Today’s guest picture is another from Mary Jo. This one is from Manitoba and shows a tree that took to autumn in stages.
We were greeted by frosty weather when we got up today, but once again it was dry so we weren’t complaining too much. It was too cold for cycling and I was very happy to welcome Dropscone for coffee and scones. He had been away for a golfing weekend having received a bargain offer from a hotel chain that was too good to resist.
When he left, I spent a little time watching the birds. Once again,there were plenty to watch, especially goldfinches.
In fact the number of goldfinches led to some slight altercations.
I managed to while away the rest of the morning until midday without doing anything of note but then I thought that in spite of still being pretty chilly, it might be the time to take my new camera out for a walk. It was rather grey but the camera was able to recognise one old friend on the near side of the river…
…though the gloomy conditions were almost too much for it when it came to a goosander on the far side of the Esk.
It had no trouble at all with another old friend once I had crossed the river by the Town Bridge.
I crossed the Sawmill Brig and took the upper track to the North Lodge.
The leaves are in three minds about autumn. These ones on a beech hedge are only just turning…
…while a hundred yards or so further along my walk, there were only a few left on the trees.
I interrupted a sheep having its lunch while I was on this section of track.
I noticed that the light seemed to be getting better and as I walked on, the sun came out. The effect was quite magical.
It wasn’t just the leaves that were affected by the sun. When I got to the North Lodge, where had intended to turn and head for home, the splendid view up the valley and a bit of warmth on my back persuaded me to give my feet a good test and I continued up the Longfauld track.

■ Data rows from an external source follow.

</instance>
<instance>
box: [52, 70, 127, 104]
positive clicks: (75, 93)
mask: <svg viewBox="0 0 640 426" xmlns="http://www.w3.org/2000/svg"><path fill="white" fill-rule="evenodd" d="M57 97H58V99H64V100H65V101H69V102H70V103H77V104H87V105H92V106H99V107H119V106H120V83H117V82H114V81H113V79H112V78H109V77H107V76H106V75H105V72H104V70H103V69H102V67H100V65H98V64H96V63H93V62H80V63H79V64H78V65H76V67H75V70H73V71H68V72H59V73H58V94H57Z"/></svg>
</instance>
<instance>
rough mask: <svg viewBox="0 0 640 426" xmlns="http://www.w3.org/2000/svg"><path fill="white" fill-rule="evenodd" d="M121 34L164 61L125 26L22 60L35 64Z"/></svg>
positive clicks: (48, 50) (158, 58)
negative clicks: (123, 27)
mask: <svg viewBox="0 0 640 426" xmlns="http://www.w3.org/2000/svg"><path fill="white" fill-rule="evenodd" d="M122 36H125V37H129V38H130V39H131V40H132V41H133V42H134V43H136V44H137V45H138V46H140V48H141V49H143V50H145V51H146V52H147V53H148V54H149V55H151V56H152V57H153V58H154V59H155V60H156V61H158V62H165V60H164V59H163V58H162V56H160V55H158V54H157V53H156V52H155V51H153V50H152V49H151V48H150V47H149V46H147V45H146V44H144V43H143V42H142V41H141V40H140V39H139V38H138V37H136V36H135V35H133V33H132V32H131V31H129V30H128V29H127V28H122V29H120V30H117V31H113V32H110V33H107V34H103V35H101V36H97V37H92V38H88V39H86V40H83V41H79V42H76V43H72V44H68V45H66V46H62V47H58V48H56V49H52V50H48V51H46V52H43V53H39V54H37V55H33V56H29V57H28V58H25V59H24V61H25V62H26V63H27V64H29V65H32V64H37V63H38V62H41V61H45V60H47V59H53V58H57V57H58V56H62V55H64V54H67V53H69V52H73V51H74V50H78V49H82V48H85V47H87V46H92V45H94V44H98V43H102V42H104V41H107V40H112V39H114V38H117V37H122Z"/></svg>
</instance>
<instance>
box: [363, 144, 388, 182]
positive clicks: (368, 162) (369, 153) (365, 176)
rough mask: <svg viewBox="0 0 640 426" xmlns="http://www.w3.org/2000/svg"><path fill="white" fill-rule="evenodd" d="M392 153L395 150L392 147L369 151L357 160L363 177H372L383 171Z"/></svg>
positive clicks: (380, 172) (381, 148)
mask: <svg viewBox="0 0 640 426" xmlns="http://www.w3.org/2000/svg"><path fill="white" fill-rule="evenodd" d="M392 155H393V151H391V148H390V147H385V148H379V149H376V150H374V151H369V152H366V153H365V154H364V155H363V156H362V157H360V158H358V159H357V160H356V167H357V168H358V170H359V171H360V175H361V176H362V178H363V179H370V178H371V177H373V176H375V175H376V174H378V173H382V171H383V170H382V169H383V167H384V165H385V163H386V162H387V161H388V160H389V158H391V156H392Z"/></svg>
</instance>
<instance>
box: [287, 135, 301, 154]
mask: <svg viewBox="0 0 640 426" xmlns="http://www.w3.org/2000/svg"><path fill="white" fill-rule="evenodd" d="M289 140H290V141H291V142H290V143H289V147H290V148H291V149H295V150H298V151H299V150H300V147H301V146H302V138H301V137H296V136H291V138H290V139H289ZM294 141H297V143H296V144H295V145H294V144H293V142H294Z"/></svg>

Not long ago, this track was lined with tall conifers on both sides and there were no views. Now the felling of the woods has transformed the walk and there are fine views to be had…
…and the track is light and airy.
The track follows the east bank of the Esk and I could look across the river and see the road that I would take on my way home on the other side.
At the end of the track, kindly people, foreseeing the needs of elderly walkers, have placed a handy bench upon which I paused for a while…
…before following the road downhill…
…to the river which I crossed by Potholm Bridge.
There was very little wind and it felt pleasantly warm in the sunshine as I ambled along the road, admiring trees as I went.
The trees came in small and neat…
…and bigger and untidy.
I liked both.
By the time that I had got to the end of the road, the sun had sunk behind the hill even though it was still early afternoon, so I kept my camera in my pocket for the most part of the last mile of my walk.
I did take it out for the door in a wall. Time has passed this door by…
…and so did I.
There is now a convenient gap in the wall a few yards further on and I used this to gain access to the woodland path that took me back to Langholm.
My last picture is of one of the many little culverts which help to keep the paths round here in good condition for walkers.
I got home in a very contented frame of mind. Both the camera and my feet had behaved well. I had walked about five and a half miles, my longest distance for some months.
Mrs Tootlepedal had a busy day with a business meeting over lunch followed by a visit to the hairdresser. She got home again in time to welcome our friends Mike and Alison for a cup to tea to celebrate their return from several weeks visiting family in New Zealand.
They were still recovering from jet lag but we had a good conversation about their travels.
I hope to be able to recommence playing Friday evening sonatas with Alison soon.
In the evening, I went off to sing with the Langholm choir. I enjoyed that too so all in all, it has been a very good day.
The flying bird of the day is a horizontal goldfinch emerging from behind a plant.